Lesson 1: Head of a Model specifics

mckennabrown · August 24, 2020, 8:31pm

Hi, I’m not quite sure if this should have been posted as a response to the Lesson 1 discussion page, or the Lesson 1 questionnaire, please let me know if I should repost as a reply there.

From my understanding, using transfer learning on a pretrained model using cnn_learner will always remove exactly 1 layer from the end of the old model. This last layer doesn’t have a particular name.

Then it will add 1 or more layers to the end that have random weights assigned, and this set of layers is called the head. From stack overflow I understand you can have multiple heads if you want multiple outputs. How do we know how many layers get added, and is that even an important question?

Is my understanding correct? It’s possible I’m getting too bogged down in the specifics early on.

Pomo · August 25, 2020, 12:08am

Hi McKenna,

Many of your questions will be gradually answered as you progress through the lessons and use fastai yourself. That’s the fastai teaching philosophy - use it first and later learn the internals as you need to. At this point, it’s fine to trust that fastai is creating a reasonable model and training process for your task.

That said, it sounds like you want to understand a more about what goes on behind the scenes. And I am answering only because I’m the same way and also felt quite lost at the beginning!

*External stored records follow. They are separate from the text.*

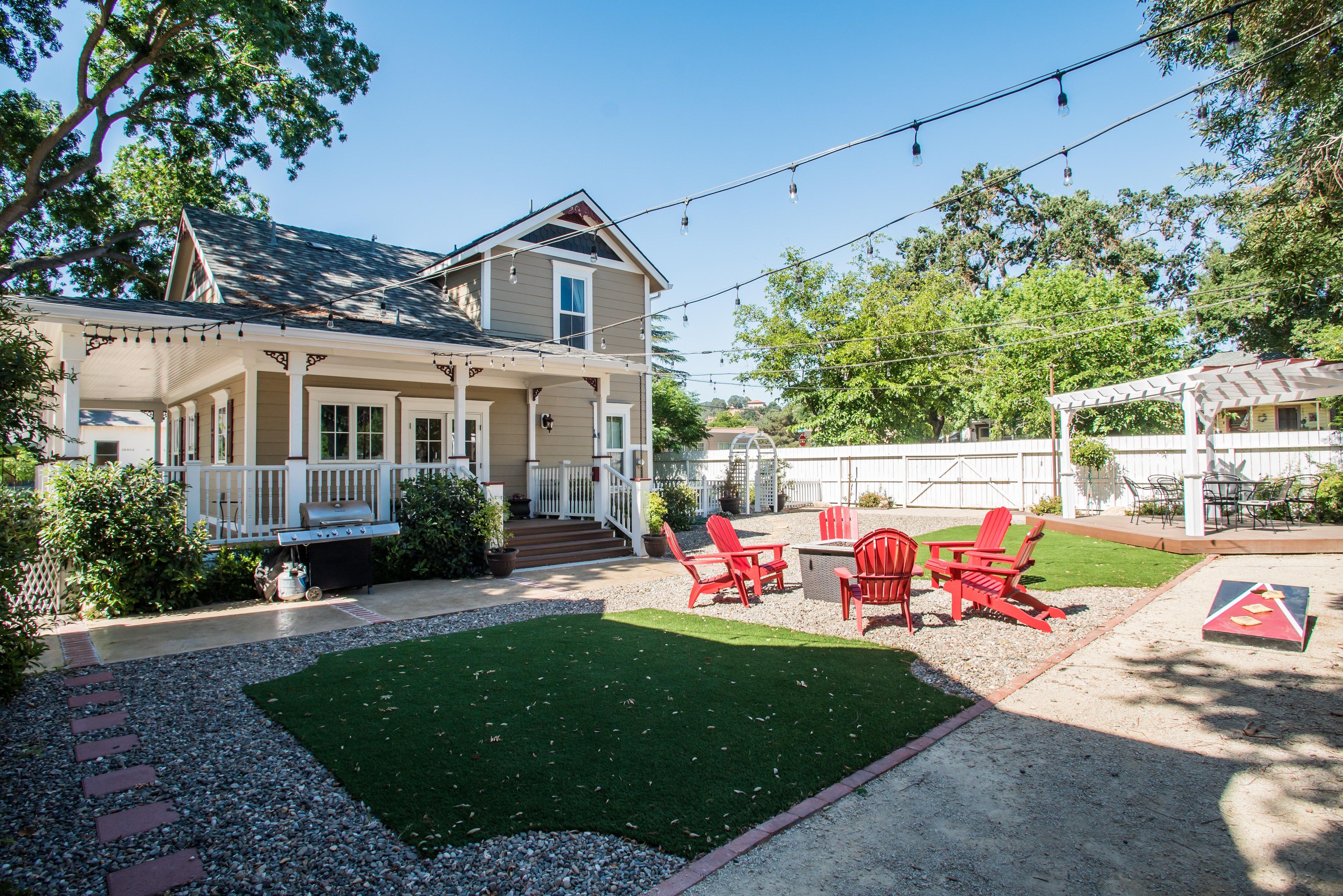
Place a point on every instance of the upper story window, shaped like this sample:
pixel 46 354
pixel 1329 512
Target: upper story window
pixel 573 304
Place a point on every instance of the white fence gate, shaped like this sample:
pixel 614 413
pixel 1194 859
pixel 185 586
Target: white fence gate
pixel 1010 474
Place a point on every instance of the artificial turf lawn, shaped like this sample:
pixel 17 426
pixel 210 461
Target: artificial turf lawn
pixel 676 730
pixel 1066 561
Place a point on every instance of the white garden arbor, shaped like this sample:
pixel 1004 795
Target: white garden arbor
pixel 1227 381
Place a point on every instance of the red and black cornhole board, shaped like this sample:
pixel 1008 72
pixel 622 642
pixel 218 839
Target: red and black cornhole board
pixel 1283 628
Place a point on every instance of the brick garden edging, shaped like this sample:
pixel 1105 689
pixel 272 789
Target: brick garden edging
pixel 706 866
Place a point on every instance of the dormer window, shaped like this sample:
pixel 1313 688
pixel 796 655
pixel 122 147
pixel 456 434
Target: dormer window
pixel 573 304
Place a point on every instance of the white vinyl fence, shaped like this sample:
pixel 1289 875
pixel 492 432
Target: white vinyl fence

These various models are generally structured first to generate a huge mass of features, which are then reduced to class probabilities. We roughly call these parts of the model the body and head. Models that are pretrained classify into a specific number of classes. fastai strips the head off, leaving the body to generate the features it has already learned are relevant. It then attaches a new trainable head that classifies instead into the number of classes your data shows.

The existing head is usually more than one layer. There’s no magic for finding the cut between body and head - it is typed in by a smart human. The new head that gets attached (several layers) was designed to be effective by the authors of fastai, based on years of experience.

You can look at the new head’s structure with learn.model and see how it processes data with learn.summary. To see exactly how the new pretrained model is made, look at or trace the source code for create_cnn_model.

Yes, you are probably too bogged down in specific details early on. And I get it. HTH to to get you oriented and to relax into the process. And please keep asking questions.